The bore holes of producing gas wells are regularly infiltrated with formation water, clay particulates, and silts over time. These accumulations will increasingly impede and choke-off gas flow, and therefore, producing gas wells are regularly shut-down and cleaned out with swabber devices to remove the formation accumulation mixtures of water, clay and silt. In situations where formation accumulations are significant, the cleaning action of swabber devices is often facilitated by injection of air under pressure by coiled tubing. Similar issues encountered with drilling and well completion, are also associated with handling and disposal of the formation fluid wastes removed from producing gas wells during routine maintenance with swabber devices and coiled tubing.

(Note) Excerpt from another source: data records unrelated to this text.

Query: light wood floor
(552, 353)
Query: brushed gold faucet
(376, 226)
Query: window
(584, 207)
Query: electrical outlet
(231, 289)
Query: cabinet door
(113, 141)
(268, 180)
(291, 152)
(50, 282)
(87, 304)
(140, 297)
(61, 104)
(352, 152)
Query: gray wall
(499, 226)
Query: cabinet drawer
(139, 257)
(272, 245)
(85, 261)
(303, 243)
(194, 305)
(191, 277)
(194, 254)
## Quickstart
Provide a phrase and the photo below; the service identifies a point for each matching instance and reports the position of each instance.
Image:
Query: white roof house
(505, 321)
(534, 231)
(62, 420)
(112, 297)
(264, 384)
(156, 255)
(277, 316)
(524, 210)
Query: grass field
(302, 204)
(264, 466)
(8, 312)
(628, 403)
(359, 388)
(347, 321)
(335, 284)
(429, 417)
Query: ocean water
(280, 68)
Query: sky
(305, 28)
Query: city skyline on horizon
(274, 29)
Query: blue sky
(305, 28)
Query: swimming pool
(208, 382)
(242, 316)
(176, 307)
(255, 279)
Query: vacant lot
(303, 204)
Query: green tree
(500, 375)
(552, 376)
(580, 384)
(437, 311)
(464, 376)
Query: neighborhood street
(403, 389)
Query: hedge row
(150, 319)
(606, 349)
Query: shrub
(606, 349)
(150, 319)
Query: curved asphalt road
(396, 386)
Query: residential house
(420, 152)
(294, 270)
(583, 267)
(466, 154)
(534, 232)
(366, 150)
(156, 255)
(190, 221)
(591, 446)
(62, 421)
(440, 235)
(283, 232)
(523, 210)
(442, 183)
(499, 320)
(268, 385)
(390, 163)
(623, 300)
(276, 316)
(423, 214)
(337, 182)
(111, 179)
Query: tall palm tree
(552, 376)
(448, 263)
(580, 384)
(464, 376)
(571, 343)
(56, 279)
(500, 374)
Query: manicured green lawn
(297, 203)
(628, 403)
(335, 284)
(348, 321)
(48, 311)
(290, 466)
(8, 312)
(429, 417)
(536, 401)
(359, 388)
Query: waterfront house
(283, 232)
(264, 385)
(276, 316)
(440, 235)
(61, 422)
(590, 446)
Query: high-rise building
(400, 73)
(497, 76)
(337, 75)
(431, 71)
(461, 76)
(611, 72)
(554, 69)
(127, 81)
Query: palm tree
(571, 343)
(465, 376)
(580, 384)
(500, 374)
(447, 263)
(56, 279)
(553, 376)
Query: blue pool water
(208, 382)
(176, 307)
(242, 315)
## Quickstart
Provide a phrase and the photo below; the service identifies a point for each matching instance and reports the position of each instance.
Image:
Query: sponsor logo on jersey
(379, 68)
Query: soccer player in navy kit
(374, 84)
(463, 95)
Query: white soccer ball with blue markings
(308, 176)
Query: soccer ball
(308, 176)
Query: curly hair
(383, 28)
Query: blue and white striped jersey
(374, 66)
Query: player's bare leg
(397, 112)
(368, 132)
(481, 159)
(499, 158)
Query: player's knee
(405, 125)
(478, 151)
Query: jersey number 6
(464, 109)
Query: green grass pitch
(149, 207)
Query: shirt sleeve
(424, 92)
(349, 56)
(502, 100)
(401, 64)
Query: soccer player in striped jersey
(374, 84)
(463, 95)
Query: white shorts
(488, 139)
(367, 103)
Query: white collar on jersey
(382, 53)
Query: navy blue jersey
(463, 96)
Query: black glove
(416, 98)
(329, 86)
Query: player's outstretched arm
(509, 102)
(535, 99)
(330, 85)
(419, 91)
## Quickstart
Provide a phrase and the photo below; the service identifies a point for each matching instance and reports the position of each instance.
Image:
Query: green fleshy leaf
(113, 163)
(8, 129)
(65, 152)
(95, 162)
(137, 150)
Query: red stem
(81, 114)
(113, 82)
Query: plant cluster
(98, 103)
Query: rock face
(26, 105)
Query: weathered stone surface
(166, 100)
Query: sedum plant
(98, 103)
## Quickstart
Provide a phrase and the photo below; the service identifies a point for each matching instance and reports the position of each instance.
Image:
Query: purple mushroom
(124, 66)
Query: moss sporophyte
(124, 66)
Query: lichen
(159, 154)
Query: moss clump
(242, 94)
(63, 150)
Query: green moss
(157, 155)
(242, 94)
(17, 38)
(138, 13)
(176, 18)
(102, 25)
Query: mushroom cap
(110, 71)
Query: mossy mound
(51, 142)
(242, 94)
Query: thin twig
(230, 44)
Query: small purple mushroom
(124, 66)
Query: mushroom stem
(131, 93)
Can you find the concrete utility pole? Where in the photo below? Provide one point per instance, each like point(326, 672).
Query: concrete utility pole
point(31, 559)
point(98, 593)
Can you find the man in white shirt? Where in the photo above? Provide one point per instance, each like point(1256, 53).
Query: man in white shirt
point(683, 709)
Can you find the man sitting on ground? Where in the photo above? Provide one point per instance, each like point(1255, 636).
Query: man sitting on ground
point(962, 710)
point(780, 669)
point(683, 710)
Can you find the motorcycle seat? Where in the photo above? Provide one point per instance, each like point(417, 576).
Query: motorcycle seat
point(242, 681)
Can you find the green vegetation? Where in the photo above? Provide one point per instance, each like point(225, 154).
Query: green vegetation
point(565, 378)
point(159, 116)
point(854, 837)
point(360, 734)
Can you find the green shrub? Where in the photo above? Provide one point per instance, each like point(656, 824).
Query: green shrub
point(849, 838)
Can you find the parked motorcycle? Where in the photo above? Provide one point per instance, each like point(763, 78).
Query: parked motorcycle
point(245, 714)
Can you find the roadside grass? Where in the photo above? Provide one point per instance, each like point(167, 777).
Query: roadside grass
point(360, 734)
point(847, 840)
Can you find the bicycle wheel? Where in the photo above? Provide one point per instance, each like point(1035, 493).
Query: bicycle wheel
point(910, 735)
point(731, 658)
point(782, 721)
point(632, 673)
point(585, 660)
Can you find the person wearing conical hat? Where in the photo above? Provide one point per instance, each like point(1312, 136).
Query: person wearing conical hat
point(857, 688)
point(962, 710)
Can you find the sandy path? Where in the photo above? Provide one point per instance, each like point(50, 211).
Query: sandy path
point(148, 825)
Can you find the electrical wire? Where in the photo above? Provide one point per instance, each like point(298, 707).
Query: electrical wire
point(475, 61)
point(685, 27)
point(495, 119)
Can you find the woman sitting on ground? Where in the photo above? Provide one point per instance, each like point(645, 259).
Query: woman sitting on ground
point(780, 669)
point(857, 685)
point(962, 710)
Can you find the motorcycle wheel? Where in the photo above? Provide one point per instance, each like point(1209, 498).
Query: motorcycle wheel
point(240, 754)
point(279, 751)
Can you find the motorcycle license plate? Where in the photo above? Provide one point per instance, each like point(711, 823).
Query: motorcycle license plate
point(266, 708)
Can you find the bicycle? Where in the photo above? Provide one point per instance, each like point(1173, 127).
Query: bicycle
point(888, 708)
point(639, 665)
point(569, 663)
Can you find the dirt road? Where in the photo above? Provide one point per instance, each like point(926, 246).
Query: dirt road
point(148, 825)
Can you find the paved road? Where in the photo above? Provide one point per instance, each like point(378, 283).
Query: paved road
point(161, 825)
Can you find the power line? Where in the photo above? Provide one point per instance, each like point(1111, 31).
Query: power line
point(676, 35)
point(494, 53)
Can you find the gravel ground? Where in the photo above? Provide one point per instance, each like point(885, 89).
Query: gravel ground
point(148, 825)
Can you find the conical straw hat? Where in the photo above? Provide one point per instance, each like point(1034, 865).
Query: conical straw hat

The frequency of production gas well maintenance with swabbers and coiled tubing is site-specific and dependent on the geological properties, and is scheduled on a monthly, or quarterly or semi-annual basis to ensure sustained high-volume production.
Considerable volumes of spent drilling fluids, fracking fluids, and return clean-out solutions accumulate during installation and operation of a well bore, and even greater volumes of fluid wastes are generated during regular swabber and coiled tubing maintenance of production gas wells. These fluid wastes are consequently stored onsite in holding tanks for extended periods of time to enable at least some of the small particulate materials to settle to the bottom of the holding tanks It is common practice to dewater spent drilling fluids by centrifugation to further remove the small particulate solids. However, the waste slurry materials produced are still very fluid and flowable. Waste slurries recovered by settling and/or dewatering spent drilling fluids commonly have high levels of heavy metals and other toxic contaminants, and consequently, their disposal is strictly regulated by various Government agencies. Most regulatory waste disposal requirements stipulate that such liquid wastes must be solidified prior to their cartage from the drilling/waste treatment sites. Elaborate systems and equipment have been developed to mix dry materials into drilling fluid waste slurries to produce agglomerates that can be further dried into bulk materials that can be loaded and transported with conventional aggregate handling equipment. Such systems require considerable infrastructure and capital investment to process the spent drilling fluid outputs from drilling sites.